Microsoft, Google Take Maps In New Direction
The battle between Microsoft Corp. and Google Inc. has shifted into new territory: a race to see who can make online maps that make people feel like they're really there.
After lagging behind Google Maps, Microsoft this week unveiled an overhaul of its Bing Maps Web site that supplements the traditional bird's eye view of cities and other locations with rich photographs on the ground. In addition to the street-level images pioneered by Google Maps that let people 'move' along the roads pictured, Microsoft's technology stitches together images uploaded by users into three-dimensional photo collages. The technology, called Photosynth, lets users post on Bing Maps interior shots of everything from restaurants to museums to hotels.
The Microsoft technology and similar efforts by Google are further signs that online maps are evolving from a digital version of an atlas into something more akin to a videogame. Both Microsoft, based in Redmond, Wash., and Google, Mountain View, Calif., are experimenting with a variety of tools that make hunting for locations far more immersive.
Having better maps gives Microsoft and Google more than just bragging rights.
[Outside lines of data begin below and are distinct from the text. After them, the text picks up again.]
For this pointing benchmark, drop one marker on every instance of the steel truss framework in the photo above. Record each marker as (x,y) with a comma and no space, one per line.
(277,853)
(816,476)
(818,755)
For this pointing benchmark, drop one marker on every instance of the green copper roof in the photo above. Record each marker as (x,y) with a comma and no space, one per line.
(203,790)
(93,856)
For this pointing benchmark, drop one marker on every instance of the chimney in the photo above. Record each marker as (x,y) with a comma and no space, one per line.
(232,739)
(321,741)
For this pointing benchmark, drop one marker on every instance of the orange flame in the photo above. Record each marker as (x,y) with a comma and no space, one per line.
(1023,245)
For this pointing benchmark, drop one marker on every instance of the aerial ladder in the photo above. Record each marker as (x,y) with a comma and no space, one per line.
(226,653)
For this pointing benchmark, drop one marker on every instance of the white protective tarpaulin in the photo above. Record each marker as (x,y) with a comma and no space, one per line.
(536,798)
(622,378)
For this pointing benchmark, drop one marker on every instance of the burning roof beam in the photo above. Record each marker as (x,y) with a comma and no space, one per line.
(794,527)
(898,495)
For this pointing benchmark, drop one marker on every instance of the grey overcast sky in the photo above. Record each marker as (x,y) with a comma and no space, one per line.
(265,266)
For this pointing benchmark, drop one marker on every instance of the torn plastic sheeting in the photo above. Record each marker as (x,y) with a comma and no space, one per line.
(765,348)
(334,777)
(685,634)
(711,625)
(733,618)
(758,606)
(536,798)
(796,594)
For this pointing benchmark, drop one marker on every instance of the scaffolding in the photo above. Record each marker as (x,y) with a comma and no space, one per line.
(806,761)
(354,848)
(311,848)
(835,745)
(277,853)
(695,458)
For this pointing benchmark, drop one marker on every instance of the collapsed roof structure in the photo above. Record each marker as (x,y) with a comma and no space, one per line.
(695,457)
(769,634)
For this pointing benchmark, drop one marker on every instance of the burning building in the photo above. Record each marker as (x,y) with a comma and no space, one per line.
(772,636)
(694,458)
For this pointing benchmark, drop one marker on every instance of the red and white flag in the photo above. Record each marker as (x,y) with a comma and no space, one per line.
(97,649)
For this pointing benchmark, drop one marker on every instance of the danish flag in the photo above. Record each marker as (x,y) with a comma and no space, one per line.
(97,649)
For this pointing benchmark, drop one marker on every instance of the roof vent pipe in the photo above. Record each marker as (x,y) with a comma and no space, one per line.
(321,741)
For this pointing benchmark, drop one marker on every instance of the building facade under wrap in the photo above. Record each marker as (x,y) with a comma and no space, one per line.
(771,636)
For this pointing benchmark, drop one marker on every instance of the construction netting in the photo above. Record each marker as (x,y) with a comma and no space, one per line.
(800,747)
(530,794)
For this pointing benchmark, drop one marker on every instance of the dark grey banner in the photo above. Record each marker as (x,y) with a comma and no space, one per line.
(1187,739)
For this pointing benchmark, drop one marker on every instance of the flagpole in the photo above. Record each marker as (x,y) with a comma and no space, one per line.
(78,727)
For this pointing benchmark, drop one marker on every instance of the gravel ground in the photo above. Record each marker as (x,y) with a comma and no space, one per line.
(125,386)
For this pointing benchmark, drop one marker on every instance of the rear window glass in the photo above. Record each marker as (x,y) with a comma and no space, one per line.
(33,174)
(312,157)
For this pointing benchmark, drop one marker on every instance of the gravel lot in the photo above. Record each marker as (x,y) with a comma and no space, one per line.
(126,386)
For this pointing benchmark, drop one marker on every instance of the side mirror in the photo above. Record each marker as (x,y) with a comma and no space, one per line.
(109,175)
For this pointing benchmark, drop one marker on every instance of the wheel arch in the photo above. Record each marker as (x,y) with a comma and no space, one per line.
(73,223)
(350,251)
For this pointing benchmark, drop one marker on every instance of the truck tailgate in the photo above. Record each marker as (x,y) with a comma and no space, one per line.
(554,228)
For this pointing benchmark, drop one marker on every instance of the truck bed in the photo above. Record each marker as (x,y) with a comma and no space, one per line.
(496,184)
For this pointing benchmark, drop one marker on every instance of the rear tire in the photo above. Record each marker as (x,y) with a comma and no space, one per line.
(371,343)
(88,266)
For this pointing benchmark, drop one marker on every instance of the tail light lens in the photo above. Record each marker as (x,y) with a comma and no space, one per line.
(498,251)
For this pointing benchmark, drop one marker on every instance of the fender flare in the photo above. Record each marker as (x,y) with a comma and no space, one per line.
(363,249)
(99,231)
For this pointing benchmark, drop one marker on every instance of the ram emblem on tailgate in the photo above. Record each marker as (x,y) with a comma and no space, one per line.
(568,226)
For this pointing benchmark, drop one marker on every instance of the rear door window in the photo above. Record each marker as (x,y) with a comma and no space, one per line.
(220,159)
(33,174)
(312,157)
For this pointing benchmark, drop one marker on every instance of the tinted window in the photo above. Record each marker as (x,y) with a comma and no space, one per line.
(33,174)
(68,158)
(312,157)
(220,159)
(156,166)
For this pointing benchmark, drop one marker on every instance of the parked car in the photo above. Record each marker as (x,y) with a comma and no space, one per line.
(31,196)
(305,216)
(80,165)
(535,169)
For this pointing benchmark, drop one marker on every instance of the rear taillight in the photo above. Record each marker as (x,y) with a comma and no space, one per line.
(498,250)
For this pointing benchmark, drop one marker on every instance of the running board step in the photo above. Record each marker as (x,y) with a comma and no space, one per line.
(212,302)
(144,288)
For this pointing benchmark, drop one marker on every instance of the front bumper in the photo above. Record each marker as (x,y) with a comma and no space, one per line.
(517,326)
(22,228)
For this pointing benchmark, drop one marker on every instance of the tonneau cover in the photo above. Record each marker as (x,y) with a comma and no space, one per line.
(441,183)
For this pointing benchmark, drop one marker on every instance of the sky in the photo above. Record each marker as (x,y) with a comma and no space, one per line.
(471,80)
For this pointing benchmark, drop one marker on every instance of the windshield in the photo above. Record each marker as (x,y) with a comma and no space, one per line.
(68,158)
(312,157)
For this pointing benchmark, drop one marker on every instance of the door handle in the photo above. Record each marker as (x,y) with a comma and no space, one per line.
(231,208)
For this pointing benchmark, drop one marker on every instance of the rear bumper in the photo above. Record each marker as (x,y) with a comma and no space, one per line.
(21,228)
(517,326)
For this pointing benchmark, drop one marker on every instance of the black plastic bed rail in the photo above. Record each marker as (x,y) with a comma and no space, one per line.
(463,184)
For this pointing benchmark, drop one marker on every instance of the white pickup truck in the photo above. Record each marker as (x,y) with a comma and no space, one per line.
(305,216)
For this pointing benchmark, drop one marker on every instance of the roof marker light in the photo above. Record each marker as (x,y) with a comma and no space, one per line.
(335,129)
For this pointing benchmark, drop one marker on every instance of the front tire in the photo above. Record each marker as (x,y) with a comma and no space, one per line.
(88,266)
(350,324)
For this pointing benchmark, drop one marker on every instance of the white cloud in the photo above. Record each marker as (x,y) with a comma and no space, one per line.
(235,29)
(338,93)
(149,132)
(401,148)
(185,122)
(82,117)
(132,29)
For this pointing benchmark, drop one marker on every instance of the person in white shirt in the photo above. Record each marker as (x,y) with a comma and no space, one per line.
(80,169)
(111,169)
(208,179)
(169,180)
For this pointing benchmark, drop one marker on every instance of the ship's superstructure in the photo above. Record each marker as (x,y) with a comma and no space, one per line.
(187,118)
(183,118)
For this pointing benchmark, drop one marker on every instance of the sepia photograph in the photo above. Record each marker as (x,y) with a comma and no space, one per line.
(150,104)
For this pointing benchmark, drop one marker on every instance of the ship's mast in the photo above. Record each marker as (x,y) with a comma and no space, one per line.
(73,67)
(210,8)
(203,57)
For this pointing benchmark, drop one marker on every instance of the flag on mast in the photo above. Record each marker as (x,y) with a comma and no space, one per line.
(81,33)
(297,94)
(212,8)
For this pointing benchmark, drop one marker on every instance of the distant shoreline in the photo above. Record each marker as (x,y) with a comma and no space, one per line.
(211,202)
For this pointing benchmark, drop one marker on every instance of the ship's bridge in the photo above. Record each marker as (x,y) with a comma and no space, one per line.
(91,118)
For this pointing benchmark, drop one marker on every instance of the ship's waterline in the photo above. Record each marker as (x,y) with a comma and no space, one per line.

It also potentially gives companies who use their Internet maps -- such as hotels and restaurants -- a new tool for attracting business and standing out from competitors.
'Bing has pushed what Google was doing a step forward,' says Greg Sterling, an analyst with Sterling Market Intelligence.
John Hanke, vice president of Google maps, said Microsoft is playing 'catch up' with most of its new map features, pointing out that Google also lets people post images that show up in Google maps in the locations they were shot.
The photo collages on Bing, which Microsoft calls 'synths,' go beyond ordinary panoramic images that allow people to pivot around a street scene from a single fixed point. Users can create the synths with a conventional digital camera by snapping dozens or even hundreds of shots of the interior of, say, a furniture store, from a variety of vantage points.
Consumers can then use a free program from Microsoft that stitches the images together in such a way that they can experience a crude simulation of moving around inside the store by clicking around the photo collage with their mouse. Anybody can then make the synth accessible through Bing Maps, represented by a pin icon on the spot where the images were shot.